Practical record of solving MySQL deep paging problem

Practical record of solving MySQL deep paging problem

Preface

When we do paging needs in daily life, we usually use limit to implement it, but when the offset is particularly large, the query efficiency becomes low. This article will discuss how to optimize the deep paging problem of millions of MySQL data in 4 solutions, and attach a recent practical case study on optimizing slow SQL in production.

Why does limit deep paging become slower?
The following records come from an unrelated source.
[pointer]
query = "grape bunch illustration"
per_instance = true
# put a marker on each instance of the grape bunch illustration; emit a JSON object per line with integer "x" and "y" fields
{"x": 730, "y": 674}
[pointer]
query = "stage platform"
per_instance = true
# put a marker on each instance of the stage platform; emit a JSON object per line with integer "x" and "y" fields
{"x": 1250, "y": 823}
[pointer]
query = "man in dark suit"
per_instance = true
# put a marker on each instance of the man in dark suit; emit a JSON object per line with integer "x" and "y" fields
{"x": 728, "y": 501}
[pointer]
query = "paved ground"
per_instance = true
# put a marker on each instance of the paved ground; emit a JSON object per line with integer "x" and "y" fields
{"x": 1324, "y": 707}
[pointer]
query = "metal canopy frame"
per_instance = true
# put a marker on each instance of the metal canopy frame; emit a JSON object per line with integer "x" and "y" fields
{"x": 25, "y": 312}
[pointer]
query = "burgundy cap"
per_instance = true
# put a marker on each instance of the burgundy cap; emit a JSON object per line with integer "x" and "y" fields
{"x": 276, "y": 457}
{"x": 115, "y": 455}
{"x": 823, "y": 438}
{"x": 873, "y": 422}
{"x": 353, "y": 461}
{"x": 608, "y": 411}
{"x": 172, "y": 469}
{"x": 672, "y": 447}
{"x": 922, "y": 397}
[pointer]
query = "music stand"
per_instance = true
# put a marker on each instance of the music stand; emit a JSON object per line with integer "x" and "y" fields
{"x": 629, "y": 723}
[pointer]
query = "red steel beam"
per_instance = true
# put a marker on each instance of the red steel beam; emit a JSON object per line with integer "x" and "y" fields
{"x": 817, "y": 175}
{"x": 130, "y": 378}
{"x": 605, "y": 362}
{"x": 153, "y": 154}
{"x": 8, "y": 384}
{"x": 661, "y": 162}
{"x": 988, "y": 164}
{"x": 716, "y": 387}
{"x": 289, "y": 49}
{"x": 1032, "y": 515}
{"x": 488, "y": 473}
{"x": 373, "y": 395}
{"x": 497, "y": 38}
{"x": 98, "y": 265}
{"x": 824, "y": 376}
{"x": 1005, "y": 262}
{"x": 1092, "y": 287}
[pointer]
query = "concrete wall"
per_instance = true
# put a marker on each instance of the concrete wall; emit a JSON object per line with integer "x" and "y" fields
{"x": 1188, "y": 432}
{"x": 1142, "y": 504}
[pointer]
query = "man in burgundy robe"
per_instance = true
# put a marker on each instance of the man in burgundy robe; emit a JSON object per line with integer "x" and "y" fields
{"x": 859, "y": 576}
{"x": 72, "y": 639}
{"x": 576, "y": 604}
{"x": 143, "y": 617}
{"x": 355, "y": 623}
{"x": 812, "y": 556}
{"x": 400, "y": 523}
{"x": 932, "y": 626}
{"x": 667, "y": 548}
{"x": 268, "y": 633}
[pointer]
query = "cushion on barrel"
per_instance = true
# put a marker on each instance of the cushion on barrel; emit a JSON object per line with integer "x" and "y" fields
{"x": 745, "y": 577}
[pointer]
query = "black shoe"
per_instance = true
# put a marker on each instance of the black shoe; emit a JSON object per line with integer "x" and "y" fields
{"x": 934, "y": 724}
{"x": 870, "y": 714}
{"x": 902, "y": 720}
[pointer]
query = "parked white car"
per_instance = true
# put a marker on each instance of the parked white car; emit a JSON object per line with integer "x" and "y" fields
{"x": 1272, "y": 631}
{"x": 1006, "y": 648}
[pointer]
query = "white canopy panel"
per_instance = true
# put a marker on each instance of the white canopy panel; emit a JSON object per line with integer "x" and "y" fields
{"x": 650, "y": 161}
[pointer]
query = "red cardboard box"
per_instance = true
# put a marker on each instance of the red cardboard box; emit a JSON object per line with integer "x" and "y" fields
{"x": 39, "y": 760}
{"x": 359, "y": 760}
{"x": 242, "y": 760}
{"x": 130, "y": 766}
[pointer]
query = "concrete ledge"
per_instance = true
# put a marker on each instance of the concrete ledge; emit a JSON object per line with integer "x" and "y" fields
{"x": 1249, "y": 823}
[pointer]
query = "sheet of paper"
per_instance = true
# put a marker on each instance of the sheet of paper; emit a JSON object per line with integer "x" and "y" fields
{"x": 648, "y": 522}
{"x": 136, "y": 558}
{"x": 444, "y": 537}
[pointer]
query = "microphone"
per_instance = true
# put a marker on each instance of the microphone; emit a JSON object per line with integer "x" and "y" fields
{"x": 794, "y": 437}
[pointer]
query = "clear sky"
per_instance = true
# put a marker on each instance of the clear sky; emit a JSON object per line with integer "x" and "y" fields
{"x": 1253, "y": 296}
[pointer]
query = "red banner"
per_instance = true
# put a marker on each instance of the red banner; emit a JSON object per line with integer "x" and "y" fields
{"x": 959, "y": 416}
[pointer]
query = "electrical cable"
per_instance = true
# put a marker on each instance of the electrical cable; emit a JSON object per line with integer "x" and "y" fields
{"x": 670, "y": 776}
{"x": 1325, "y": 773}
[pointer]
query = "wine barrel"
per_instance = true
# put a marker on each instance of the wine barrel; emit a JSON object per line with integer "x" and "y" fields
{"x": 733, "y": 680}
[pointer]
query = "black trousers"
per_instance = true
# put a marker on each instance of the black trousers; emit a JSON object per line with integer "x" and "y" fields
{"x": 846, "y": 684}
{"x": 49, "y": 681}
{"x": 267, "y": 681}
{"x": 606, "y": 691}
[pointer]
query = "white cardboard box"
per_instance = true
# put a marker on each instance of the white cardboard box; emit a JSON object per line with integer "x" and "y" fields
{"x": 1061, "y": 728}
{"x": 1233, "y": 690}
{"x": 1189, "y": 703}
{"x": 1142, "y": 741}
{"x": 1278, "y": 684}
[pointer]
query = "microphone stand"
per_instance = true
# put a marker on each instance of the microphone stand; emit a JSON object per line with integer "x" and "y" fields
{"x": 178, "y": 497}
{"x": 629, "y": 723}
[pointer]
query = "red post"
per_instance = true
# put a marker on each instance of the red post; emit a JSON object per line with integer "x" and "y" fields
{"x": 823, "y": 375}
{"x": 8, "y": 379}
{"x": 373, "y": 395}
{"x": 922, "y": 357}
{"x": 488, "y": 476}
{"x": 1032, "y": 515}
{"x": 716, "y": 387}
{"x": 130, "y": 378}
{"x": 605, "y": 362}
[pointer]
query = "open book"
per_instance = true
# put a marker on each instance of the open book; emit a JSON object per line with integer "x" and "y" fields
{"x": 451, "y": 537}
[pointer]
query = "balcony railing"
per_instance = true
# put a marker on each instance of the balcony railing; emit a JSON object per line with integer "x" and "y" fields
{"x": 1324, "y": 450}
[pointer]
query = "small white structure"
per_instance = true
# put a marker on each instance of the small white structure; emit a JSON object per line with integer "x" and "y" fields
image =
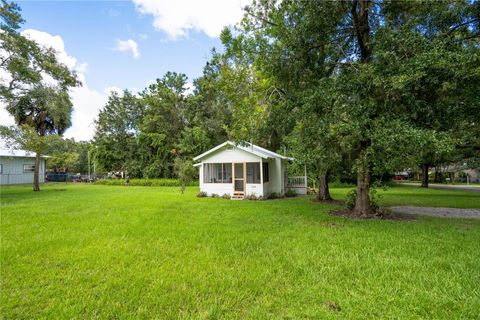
{"x": 18, "y": 166}
{"x": 245, "y": 169}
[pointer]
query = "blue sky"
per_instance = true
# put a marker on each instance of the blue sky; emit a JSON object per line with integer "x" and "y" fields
{"x": 90, "y": 29}
{"x": 115, "y": 45}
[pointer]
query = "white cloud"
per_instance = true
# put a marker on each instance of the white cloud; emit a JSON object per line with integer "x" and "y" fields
{"x": 128, "y": 45}
{"x": 86, "y": 102}
{"x": 109, "y": 90}
{"x": 176, "y": 18}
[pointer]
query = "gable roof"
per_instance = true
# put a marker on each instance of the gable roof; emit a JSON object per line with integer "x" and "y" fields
{"x": 248, "y": 147}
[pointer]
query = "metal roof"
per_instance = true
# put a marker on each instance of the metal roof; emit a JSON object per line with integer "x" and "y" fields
{"x": 248, "y": 147}
{"x": 18, "y": 153}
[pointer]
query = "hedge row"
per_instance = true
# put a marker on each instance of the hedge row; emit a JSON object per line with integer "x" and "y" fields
{"x": 143, "y": 182}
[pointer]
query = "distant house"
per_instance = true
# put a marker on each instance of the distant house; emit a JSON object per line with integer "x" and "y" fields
{"x": 18, "y": 166}
{"x": 244, "y": 170}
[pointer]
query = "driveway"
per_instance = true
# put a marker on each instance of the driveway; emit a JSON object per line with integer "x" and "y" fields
{"x": 438, "y": 212}
{"x": 445, "y": 186}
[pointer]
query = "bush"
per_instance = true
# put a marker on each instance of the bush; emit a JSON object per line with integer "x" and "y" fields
{"x": 290, "y": 193}
{"x": 350, "y": 199}
{"x": 144, "y": 182}
{"x": 201, "y": 194}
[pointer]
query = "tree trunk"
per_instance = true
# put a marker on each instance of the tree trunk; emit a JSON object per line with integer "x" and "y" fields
{"x": 323, "y": 191}
{"x": 424, "y": 176}
{"x": 36, "y": 178}
{"x": 362, "y": 202}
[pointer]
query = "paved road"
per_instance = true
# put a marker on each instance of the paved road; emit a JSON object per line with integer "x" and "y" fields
{"x": 445, "y": 186}
{"x": 438, "y": 212}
Let’s look at the following table structure first:

CREATE TABLE account (
  id int(11) NOT NULL AUTO_INCREMENT COMMENT 'Primary key Id',
  name varchar(255) DEFAULT NULL COMMENT 'Account name',
  balance int(11) DEFAULT NULL COMMENT 'Balance',
  create_time datetime NOT NULL COMMENT 'Creation time',
  update_time datetime NOT NULL ON UPDATE CURRENT_TIMESTAMP COMMENT 'Update time',
  PRIMARY KEY (id),
  KEY idx_name (name),
  KEY idx_update_time (update_time) //index) ENGINE=InnoDB AUTO_INCREMENT=1570068 DEFAULT CHARSET=utf8 ROW_FORMAT=REDUNDANT COMMENT='Account table';

Assume that the SQL executed for deep paging is as follows:

select id,name,balance from account where update_time> '2020-09-19' limit 100000,10;

The execution time of this SQL is as follows:

It takes 0.742 seconds to complete. Why does deep paging slow down? If you change to limit 0,10, it only takes 0.006 seconds

Let's first look at the execution process of this SQL:

  1. Through the common secondary index tree idx_update_time, filter the update_time condition and find the record ID that meets the condition.
  2. Go back to the primary key index tree through the ID, find the row that satisfies the record, and then retrieve the displayed columns (return to the table)
  3. Scan the 100010 rows that meet the condition, then discard the first 100000 rows and return.

SQL execution process

The execution plan is as follows:

There are two reasons why SQL becomes slow:

  1. The limit statement will first scan the offset+n rows, then discard the rows before the offset and return the next n rows of data. That is to say, if limit 100000,10, 100010 rows will be scanned, while if limit 0,10, only 10 rows will be scanned.
  2. limit 100000,10 Scanning more rows also means more table returns.

Optimization through subqueries

Because the above SQL returns the table 100010 times, in fact, we only need 10 pieces of data, that is, we only need to return the table 10 times. Therefore, we can optimize by reducing the number of table returns.

Review of B+ Tree Structure

So, how to reduce the number of table returns? Let's review the B+ tree index structure first~

In InnoDB, indexes are divided into primary key indexes (clustered indexes) and secondary indexes

  • Primary key index, the leaf node stores the entire row of data
  • Secondary index, the leaf node stores the value of the primary key.

Transfer the condition to the primary key index tree

If we transfer the query conditions back to the primary key index tree, we can reduce the number of table returns. If we switch to primary key index tree query, the query condition must be changed to primary key id. What about the previous SQL update_time conditions? Where is the subquery?

How do you extract the subquery? Because the leaf nodes of the secondary index have primary key IDs, we can directly query the primary key ID based on update_time. At the same time, we also transfer the condition of limit 100000 to the subquery. The complete SQL is as follows:

select id,name,balance FROM account where id >= (select a.id from account a where a.update_time >= '2020-09-19' limit 100000, 1) LIMIT 10;

The query effect is the same, and the execution time only takes 0.038 seconds!

Let’s look at the execution plan.

From the execution plan, we know that the subquery table a query uses the idx_update_time index. First, we get the primary key ID of the clustered index from the index, eliminating the need to return to the table, and then the second query can directly query 10 more based on the ID of the first query!

Therefore, this plan is feasible~

INNER JOIN Delayed Join

The optimization idea of ​​delayed join is actually the same as that of subquery: both transfer the conditions to the primary key index tree and reduce the number of table returns. The difference is that the delayed join uses inner join instead of subquery.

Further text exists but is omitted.